Is that what we want here in Tuolumne County? We got a taste of it this election season, and it was bitter.

But there are encouragin­g signs:

• First, it’s pretty clear that the Constituti­onal Patriots gambit backfired. If I were Goldemberg or Brandon, I'd send the Con Pats a thank-you letter.

• Second, both Karl Rodefer and Cody Ritts were gracious in defeat and wished their successful opponents the best. This is not happening in Washington.

• Amid the nearly nonstop vitriol in The Union Democrat's letters to the editor came voices of reason, calling for both sides to take a step back:

“Do these candidates believe the only way to get elected is to smear their opponents? What happened to running on your own strengths and accomplish­ments?” asked Suzanne Holland.

“The finger-pointing and name calling are the harshest yet,” lamented Cindy Hadell. “Is this how we choose to live? Are we to load our guns, bar the doors and fight our neighbors, who apparently are actually our enemies?”

“What have we come to in this county that we have to choose sides?” asked my friend Kathy

Francis, who taught all of my kids at Columbia Elementary School and now has a lesson for the rest of us. “I love Tuolumne County and want what is best for all. Public service is a calling I embrace without political strings attached.

“Please be kind. Our children are watching.”

• Finally, the votes have been counted and, no, the socialists and Marxists have not “taken over.” Instead, we voters put new board members of our own choice in office.

And in a community like ours, county supervisor­s remain our friends and neighbors. They don't live in ivory towers or ride limousines. They are approachab­le and accountabl­e.

You can still call them on the phone (even if they didn't get your vote), offer suggestion­s and even give them a piece of your mind.

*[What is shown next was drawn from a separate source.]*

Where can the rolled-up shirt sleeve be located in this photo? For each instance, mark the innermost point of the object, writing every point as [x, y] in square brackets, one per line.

And if they don't listen? Well, you can vote them out of office fair and square in another two or four years. When the rhetoric, I hope, will be toned down.

(Given our partisan climate, a few readers may not take kindly to my words and go racing to the county Elections Office to find out if I'm a registered Socialist. I'll save them the trouble: I'm a Democrat. But a Democrat who had not voted for his party's presidenti­al nominee for 12 years and has a “State of Jefferson Border Patrol” license-plate frame on the back of his pickup truck. I think of myself as an endangered-species moderate who is wary of the far right and far left. Still, when I drove through Washington Street's political gantlet at the height of this campaign season, I waved to demonstrat­ors on both sides of the street).